Golf: Tiger is new King of Pain
By Gwen Knapp
San Francisco Chronicle
SAN DIEGO ó Still four major victories behind Jack Nicklaus, Tiger Woods surpassed Michael Jordan on Monday. Until Woods won the U.S. Open on the 91st hole, in a sudden-death playoff after a full-round playoff, he and Jordan stood side by side.
They are the two most driven, indomitable, clutch athletes of our time. They both transcend sports. None of that has changed.
They each celebrated a championship by sobbing uncontrollably, in memory of their departed fathers.
They both have won a championship in extraordinary pain. Jordan, dehydrated and several pounds lighter because of an intestinal virus, scored 38 points in Game 5 of the 1997 NBA Finals. Jordan had to be helped off the court by teammate Scottie Pippen, and the Bulls’ win over the Jazz that night is often remembered as “the Flu Game.”

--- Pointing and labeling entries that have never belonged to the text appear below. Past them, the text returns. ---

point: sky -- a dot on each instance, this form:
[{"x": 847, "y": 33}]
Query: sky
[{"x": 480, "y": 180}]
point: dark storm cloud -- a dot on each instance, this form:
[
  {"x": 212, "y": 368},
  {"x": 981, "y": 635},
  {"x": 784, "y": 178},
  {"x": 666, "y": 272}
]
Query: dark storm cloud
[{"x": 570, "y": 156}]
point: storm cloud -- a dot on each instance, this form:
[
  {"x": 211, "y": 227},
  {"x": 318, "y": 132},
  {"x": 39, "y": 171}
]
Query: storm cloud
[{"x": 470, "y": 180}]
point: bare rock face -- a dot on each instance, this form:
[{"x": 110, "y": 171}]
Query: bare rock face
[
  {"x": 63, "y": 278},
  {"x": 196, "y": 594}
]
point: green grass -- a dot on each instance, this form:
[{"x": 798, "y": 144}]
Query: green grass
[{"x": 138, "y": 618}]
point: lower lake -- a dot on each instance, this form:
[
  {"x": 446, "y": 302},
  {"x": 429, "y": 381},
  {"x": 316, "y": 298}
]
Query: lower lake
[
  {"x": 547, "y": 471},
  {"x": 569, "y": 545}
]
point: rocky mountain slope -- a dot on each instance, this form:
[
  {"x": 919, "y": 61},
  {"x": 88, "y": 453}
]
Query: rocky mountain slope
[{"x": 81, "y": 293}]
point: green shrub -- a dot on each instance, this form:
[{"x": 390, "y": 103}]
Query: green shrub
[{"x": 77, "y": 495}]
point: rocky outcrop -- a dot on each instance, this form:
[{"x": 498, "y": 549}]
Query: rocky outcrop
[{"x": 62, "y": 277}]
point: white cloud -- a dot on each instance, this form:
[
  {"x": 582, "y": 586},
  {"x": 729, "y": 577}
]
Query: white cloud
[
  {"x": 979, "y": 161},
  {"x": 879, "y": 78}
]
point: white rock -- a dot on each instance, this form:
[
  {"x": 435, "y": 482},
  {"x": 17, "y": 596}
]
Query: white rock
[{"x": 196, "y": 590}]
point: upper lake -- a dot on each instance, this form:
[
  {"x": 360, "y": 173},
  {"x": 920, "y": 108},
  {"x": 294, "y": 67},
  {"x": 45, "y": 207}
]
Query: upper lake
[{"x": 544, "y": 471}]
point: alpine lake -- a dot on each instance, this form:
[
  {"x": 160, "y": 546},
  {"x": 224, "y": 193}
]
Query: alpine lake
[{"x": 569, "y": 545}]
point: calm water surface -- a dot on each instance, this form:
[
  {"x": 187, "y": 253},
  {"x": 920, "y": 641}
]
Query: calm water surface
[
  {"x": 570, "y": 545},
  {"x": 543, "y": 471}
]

But Jordan had just one night in agony. Woods had five days. Jordan needed only to follow the athlete’s credo about ignoring pain. He didn’t have to set aside fear as well. He didn’t have to worry that every step he took could imperil his future in basketball.
Woods’ winces and grimaces at Torrey Pines didn’t just signal twinges in his left knee, which had undergone surgery only two months earlier. They were reminders of his doctor’s advice, which Woods had curtly summarized Sunday: “Don’t play golf.”
After Monday’s win, reporters pressed him harder. Was he warned that he might permanently damage the knee by finishing the Open?
“I’m not really good at listening to doctor’s orders too well,” he said. “So I end up ó hey, I won this week, so it is what it is.”
Another reporter pushed even harder. Did the doctor say his injury could get worse if he played?
Woods didn’t say a word. He just nodded his head.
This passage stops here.